Time history of model (3.1)

Figure 2

Time history of system (3.1)

Figure 3

Time history of model (3.1)

4 Conclusions

In this paper, we are concerned with a class of cellular neural networks with time-varying delays. Using the differential inequality under the unboundedness conditions of the activation functions, we establish a sufficient condition guaranteeing that all solutions of the considered neural networks converge exponentially to the zero equilibrium point. The obtained sufficient condition is easy to check in practice. The results derived in this paper are completely new and complement the previously known ones [1]. We present an example to illustrate the effectiveness of our theoretical results. The obtained results play a key role in designing neural networks and can be applied in many areas such as artificial intelligence, image recognition, disease diagnosis, and so on.
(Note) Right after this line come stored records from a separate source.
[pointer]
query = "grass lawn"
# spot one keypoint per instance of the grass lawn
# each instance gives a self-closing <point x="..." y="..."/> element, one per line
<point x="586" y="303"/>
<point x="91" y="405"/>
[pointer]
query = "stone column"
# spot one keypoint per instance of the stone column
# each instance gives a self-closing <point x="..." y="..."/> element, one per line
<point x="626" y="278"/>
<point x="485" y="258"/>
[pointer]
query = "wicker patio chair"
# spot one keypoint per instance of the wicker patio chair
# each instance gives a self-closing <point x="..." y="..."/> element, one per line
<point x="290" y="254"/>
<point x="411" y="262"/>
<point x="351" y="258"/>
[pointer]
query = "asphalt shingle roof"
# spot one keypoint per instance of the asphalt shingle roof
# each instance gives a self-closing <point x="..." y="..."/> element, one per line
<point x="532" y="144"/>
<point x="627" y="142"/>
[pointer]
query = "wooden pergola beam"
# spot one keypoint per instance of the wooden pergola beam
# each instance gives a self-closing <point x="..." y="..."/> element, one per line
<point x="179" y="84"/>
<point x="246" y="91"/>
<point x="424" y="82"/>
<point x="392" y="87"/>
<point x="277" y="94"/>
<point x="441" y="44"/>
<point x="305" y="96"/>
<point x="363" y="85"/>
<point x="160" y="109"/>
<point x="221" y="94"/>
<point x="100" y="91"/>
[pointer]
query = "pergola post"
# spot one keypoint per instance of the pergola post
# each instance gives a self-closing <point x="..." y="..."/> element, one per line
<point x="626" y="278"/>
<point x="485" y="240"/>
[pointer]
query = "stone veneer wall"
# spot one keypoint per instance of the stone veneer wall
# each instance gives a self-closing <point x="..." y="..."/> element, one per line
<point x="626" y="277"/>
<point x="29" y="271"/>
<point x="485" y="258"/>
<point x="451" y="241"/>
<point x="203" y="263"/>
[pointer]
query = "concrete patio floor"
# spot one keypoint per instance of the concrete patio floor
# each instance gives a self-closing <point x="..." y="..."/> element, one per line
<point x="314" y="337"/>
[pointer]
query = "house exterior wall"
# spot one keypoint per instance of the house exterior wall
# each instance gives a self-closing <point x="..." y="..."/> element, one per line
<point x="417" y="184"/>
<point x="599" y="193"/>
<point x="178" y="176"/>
Recently, pseudo-almost periodic solutions of cellular neural networks have also become a hot issue. However, there are rare results on pseudo-almost periodic solutions of cellular neural networks, which are worth studying in near future.